Hervé Messager, le kinésithérapeute de Vincent Humbert a eu le courage de dire que son patient a été tué. Ce que l’on savait. Un premier « essai » ayant été tenté par sa mère, Marie Humbert, et « transformé » par le Docteur Chaussoy.

Mais nous apprenons du kinésithérapeute de Vincent Humbert qu’il n’était pas paraplégique ; qu’il n’avait pas de lésions de la moelle épinière, qu’il n’était pas aveugle et qu’il était capable de bouger la main et non pas un doigt. Ce qui de toute manière, vu son état, ne lui permettait pas de rédiger le livre qui lui a été attribué. Du témoignage absolument poignant de Hervé Messager, qui ne se positionne pas sur la question idéologique de l’euthanasie, nous comprenons que Vincent Humbert avait la volonté de vivre. Peut-être a-t-il eu une période de dépression ? Cela a été dit à cette époque. Et que si l’on se positionnait sur la ligne du Dr Chaussoy et de Marie Humbert, l’hôpital de Berck deviendrait un véritable abattoir.

En 2003 lors de la mort de Vincent Humbert, le Dr Philippe Tronchet médecin chef de l’unité de neurologie de Berck déclarait qu’au même moment dans son service : « trois personnes sont dans des situations très comparables à celle de Vincent Humbert, à ceci près qu’elles n’ont pas perdu la vie » (Q.d M. 7 octobre 2003)

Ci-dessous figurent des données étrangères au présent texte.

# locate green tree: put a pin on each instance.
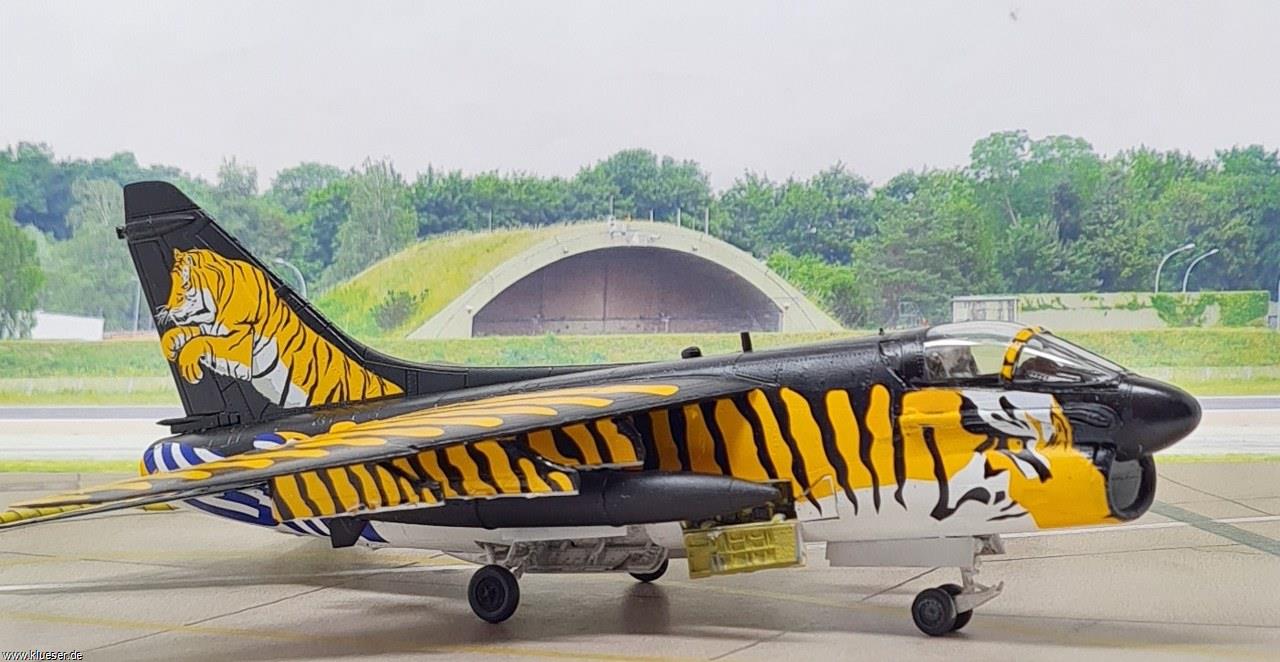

En réalité, cette affaire a été une gigantesque manipulation politique dont nous donnerons les détails sur notre site acimps.org

Rappelons toutefois que l’affaire Humbert a fait l’objet d’un non-lieu début janvier 2006. Que ce non-lieu émanait du procureur de Boulogne-sur-Mer M. Lesigne. Il serait inutile de détailler toutes les « bourdes » de ce procureur qui aurait dû être révoqué depuis longtemps. Pourquoi ? Déclarer à la presse que quatre jeunes filles étaient des fugueuses alors qu’elles avaient été violées, martyrisées, assassinées et enterrées dans les dunes au bout de ma rue par les frères Jourdain, tueurs et violeurs récidivistes lâchés dans la nature. Que le fils du garde du corps de De Gaulle, un dénommé Mansuy détenait le trésor de guerre de Pasqua alors qu’il avait honnêtement gagné sa vie sur les chantiers de la Défense et de Puteaux ce dont il a tiré raison devant les tribunaux. Et surtout avoir lancé l’affaire d’Outreau alors que j’avais été le seul à constater dans les temps nécessaires qu’un des enfants Badaoui n’avait pas été violé (voir sur internet le rapport de l’Assemblée Nationale : vallini+dickes+outreau). Il découlait de mon rapport qui suivait ma réquisition en tant qu’expert près la cour d’Appel de Douai, que le procureur Lesigne poursuivait et incarcérait une douzaine de personnes sans avoir une once de constatation médico-légale. L’une d’entre elles s’est suicidée en prison rappelons-le.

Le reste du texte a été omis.